Lesen Sie auch: Hammer Mietendeckel - Ein Kommentar von Martin Kröger.

Wenn man es ernst meint mit der Einführung eines Mietdeckels, muss man sich damit auseinandersetzen, wie das praktisch unfallfrei gehen kann. Wie kann eine Landesregierung dies nach welchem Konzept machen, ohne gleich von Klägern und Gerichten hinweggefegt zu werden? Man kann eine neue Idee so stümperhaft anfangen, dass man sie gleich tötet - für lange Zeit. Von daher braucht man Zweifler, Gegenargumente, Kritiker in der Sache. Und machbare Vorschläge.

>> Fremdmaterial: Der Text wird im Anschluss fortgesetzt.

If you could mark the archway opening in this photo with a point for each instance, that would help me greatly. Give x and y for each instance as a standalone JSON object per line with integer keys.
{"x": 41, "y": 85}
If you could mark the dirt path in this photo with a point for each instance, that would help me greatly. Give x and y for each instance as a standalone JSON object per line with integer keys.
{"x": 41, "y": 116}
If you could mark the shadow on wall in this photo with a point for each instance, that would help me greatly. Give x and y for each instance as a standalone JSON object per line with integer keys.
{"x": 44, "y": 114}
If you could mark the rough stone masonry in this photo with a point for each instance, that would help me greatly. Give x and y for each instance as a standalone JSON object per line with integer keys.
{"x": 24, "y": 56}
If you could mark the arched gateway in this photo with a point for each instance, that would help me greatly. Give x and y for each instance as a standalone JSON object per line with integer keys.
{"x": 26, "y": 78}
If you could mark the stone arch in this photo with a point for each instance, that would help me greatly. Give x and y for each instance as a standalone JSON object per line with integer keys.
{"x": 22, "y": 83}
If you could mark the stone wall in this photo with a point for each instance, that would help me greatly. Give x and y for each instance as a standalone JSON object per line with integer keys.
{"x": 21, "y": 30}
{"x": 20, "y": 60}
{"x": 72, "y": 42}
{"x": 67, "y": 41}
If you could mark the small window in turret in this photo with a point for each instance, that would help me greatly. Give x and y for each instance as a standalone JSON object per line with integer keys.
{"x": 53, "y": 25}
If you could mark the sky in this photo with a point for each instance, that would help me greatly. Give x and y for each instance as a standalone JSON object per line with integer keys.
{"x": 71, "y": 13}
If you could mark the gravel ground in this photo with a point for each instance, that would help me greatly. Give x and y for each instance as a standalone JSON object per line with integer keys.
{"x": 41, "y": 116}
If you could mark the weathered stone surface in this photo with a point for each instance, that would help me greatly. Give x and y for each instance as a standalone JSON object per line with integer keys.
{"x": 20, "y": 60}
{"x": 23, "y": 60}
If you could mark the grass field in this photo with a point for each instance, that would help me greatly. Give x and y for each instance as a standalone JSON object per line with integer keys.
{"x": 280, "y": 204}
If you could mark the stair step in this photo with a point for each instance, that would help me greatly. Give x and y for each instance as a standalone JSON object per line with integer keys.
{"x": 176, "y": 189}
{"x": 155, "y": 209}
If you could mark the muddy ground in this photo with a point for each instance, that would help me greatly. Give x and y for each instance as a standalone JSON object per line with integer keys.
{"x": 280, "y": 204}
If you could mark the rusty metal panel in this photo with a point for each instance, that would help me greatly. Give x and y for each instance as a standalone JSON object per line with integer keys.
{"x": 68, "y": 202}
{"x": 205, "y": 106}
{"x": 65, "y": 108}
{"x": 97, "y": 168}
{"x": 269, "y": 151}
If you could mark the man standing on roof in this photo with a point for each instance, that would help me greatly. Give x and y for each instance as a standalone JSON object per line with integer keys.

Soll der Deckel einfach die Miete einfrieren? Es bleibt wie es ist. Oder soll der Deckel sich auf eine ortsvergleichende Miete nach dem Mietspiegel beziehen? Auf den aktuelle oder einen in den Vorjahren? Viele Vermieter müssten mit der Miete runtergehen. Das ist politisch zu begrüßen, aber gefährdet man dann den Mietendeckel, weil viele Vermieter auf echten Verlust klagen? Sie haben teuer gebaut oder saniert und es rechnet sich einfach nicht. Das Grundgesetz gibt da den harten Artikel 14 vor. Eigentumsschutz. Oder wollen wir einen Mietendeckel, der sich ähnlich dem Milieuschutz an speziellen Gegebenheiten vor Ort orientieret, also nur in bestimmten Gebieten existiert, an Häusertypen und Jahrgängen und der Ausstattung fixiert ist? Bei dieser Regelung würde man wohl nie das Tageslicht erblicken.

Klar für alle Sympathisanten muss sein, das Problem fängt da an, wo das Vorhaben konkretisiert werden muss. Es geht um ein Pilotprojekt, das die Regierung durchsetzen soll. Niemand hat Erfahrung, der Gegenwind wird steil sein. Man muss es so wasserdicht wie möglich machen - rechtlich und fachlich. Wir müssen abklären, wie sich bestimmte Maßnahmen auswirken, Konsequenzen abschätzen. Das ist eine schwere Aufgabe. Es wird den Weg geben, wenn sich alle auf sie Sache konzentrieren und nicht herumschwadronieren.

Nur by the Way: Sollten wir es schaffen den Mietendeckel einzuführen, wird die Enteignung der Unternehmen über 3.000 Wohnungen finanziell ein Spaziergang. Ihr »fair value«, der Bilanzwert, der über einen geschätzten Kaufwert am Markt angesetzt wird, würde drastisch sinken und damit auch ihr Verkaufswert. Der Entschädigungswert bei Enteignung läge dann noch mal deutlich darunter. Der Mietendeckel würde die Spekulation auf höhere Mieteinnahmen beenden und damit die spekulative Wertbemessung der großen Unternehmen. Sie bestimmen ihren Wert darüber, wie die zukünftige Wertsteigerung - zum Beispiel über strategische Mieterhöhungen - am Markt versilbert werden könnte. Wir hätten dann zwei Fliegen mit einer Klappe geschlagen: Die Mietsteigerung wird gedeckelt und die marktbeherrschenden Unternehmen sinken im Wert, was die Entschädigung bei Enteignung enorm verbilligt.

Wir haben also nicht viel Zeit, um den Wechsel einzuleiten. Erst Mietendeckel, dann enteignen.